Famine Walls of Ireland

 
 

A network of crisscrossed walls can be seen in the background, climbing up an Irish hill along a scenic route in county Clare.

In October, I traveled to Ireland to visit my daughter, an MFA candidate at the Burren School of Art. The rugged Burren landscape—defined by its stark geology and stone walls—became the focus of my lens. These famine walls, often built on unfarmable terrain during the Great Famine (1845–1852), stand as quiet monuments to a brutal history. Constructed by the starving for meager relief wages, they traverse hillsides in patterns that speak of endurance and loss. My work aims to preserve these overlooked markers of hardship, revealing the intersection of land, labor, and memory. This image is part of an ongoing visual narrative documenting the enduring legacy of the famine on Ireland's western landscape.

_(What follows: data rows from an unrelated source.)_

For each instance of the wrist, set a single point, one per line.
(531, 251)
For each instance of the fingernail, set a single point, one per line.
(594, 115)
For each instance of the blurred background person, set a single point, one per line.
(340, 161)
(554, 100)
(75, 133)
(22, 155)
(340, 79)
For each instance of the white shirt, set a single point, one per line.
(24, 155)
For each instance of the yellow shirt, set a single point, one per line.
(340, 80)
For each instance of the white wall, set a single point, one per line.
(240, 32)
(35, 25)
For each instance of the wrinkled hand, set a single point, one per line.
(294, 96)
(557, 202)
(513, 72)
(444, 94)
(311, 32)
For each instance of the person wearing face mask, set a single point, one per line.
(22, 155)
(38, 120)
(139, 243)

A farm near the outskirts of Dingle, Ireland. Stone walls crisscross along hills and valleys, throughout almost all of the landscape of western Ireland.

Stone walls dating back to the Great Irish Famine (1845–1852), were built by impoverished laborers in exchange for meager sustenance or a penny a day. These walls stretch across nearly all of Irelands western landscape. Criss-crossing the rugged and scenic landscape, marking lands of little arable value yet as enduring symbols of hardship and resilience of Ireland’s past.